Stalker: o caso Kawara Welch


Inadequação de tratamento médico é ignorada em caso de possível 
comportamento obsessivo-compulsivo.

A artista plástica Kawara Welch, de Ituiutaba (MG), teria conhecido um médico psiquiatra em 2018, época em que procurava por tratamento para uma depressão. À certa altura, acreditando que ambos estavam em um relacionamento e encontrando divergência por parte do médico, ela teria passado a persegui-lo virtualmente e presencialmente e, também a seu filho e esposa... Com esta última, inclusive teria, entrando em confronto físico... Kawara teria chegado ao extremo de enviar ao médico 1,3 mil mensagens e feito 500 ligações telefônicas em um mesmo dia!

São muitas as questões que me chamam a atenção, além das particularidades do comportamento da suposta perseguidora. Digo "suposta" porque é ético usar a palavra ao se referir às partes de processo em aberto.

Em primeiro lugar, porque a grande mídia lança o rosto de Kawara às feras, em praça pública, enquanto o médico não é identificado? A resposta óbvia é que ela é a infratora, não ele. A prática de perseguir sistematicamente alguém que se sinta ameaçado é crime previsto em legislação, o denominado "stalker". Nada há o que argumentar contra o enquadramento da infração.
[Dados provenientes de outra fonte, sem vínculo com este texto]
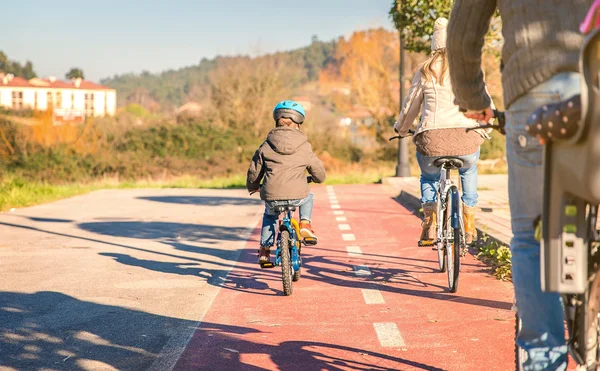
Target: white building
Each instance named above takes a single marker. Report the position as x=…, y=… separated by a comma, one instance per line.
x=67, y=98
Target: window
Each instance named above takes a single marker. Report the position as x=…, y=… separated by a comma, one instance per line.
x=17, y=99
x=89, y=104
x=58, y=100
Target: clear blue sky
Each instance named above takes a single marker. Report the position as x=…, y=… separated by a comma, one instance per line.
x=107, y=37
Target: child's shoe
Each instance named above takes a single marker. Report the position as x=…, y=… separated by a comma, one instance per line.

Não se pode dizer o mesmo quanto à exposição imposta a Kawara. 

Vejamos, ela procurou por um psiquiatra para tratar uma doença mental. A obsessão que ela, ao que tudo indica, desenvolveu pelo médico, não é sintoma de doença mental? Em Psicologia, Psiquiatria e Psicanálise é conhecido o conceito de "transferência". Trata-se de um processo pelo qual os sentimentos, sonhos, carência, impulsos, etc., do paciente são projetados, inconscientemente, em seu terapeuta. Em Psicanálise a "transferência" não só é esperada como é necessária à investigação das causas do transtorno mental e de seu tratamento. Ou seja, Kawara procurou por um psiquiatra, entrou em processo de transferência, é descabida a hipótese de que ela tenha desenvolvido uma obsessão? É o que pode acontecer, embora com intensidades variadas. 
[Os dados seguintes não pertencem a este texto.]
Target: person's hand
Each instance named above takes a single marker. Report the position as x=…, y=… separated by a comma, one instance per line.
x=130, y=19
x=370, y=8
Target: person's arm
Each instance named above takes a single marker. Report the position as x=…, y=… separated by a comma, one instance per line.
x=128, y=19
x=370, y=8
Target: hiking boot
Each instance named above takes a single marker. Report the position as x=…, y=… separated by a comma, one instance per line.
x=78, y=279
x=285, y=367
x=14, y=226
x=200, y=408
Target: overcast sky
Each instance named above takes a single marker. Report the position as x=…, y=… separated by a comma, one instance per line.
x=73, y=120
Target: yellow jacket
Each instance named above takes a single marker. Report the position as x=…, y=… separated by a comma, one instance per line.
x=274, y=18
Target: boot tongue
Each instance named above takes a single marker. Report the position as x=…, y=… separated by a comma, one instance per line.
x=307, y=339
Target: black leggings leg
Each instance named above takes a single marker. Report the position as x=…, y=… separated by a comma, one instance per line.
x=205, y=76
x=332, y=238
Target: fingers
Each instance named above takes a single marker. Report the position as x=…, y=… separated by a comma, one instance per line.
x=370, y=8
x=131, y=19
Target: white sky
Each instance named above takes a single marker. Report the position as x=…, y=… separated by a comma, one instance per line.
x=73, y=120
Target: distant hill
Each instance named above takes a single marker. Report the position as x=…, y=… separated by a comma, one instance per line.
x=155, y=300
O termo "obsessão" refere-se a ideias fixas, que ocorrem de modo involuntário e incontrolável, intrusivo, e que impulsionam comportamento compulsivo. Obsessões são desencadeadas por fatores inconscientes, os quais o profissional de saúde mental procura identificar para, a partir da identificação, traçar um plano de tratamento. É conhecido, por exemplo, o caso Homem dos Ratos, tratado e relatado por Freud e considerado como o primeiro relato médico de caso de transtorno obsessivo-compulsivo.

Pelo noticiado, não me parece que o tratamento dado pelo médico ao possível transtorno desenvolvido por Kawara, em processo de transferência, tenha sido adequado... Como ele mesmo admite, ele entrou em pânico diante do comportamento da paciente. Assim, perdeu o controle da situação!

Obcecados, em casos extremos, desenvolvem delírios, alucinações, que são tratados com medicação específica, além de psicoterapia. O que foi feito pelo médico como tentativa de cura dos delírios da paciente? Em um caso extremo como este, não seria o caso de contar com a ajuda da família da paciente e com o auxílio de outros médicos, que atuariam em conjunto?

Me parece que há uma inadequação das práticas, tanto quanto ao tratamento clínico quanto à ética médica... É ético expor um paciente desse modo, por inabilidade, culminando com sua prisão por atos cometidos contra o próprio médico? Mas, quem está sendo exposta é apenas a paciente! Tratada como criminosa, com comportamento aberrante! Se está colocando grande ênfase à infração cometida pela Kawara, e ignorando a falha médica.

Há no caso influência de interpretações preconceituosas? Uma "mulher histérica" descontrolada por causa de um "homem superior"? O que dá a um psiquiatra o direito de acreditar ser normal o comportamento de uma paciente que lhe envia 1,3 mil mensagens e faz 500 ligações telefônicas em um mesmo dia?

Enfim, no Brasil, como em várias partes do mundo, há índices alarmantes e crescentes de incidência de transtornos mentais, e é preciso procurar saber mais sobre suas teorias, tratamentos e políticas de saúde. 

Imagem: A Nave dos Loucos, de Bosch.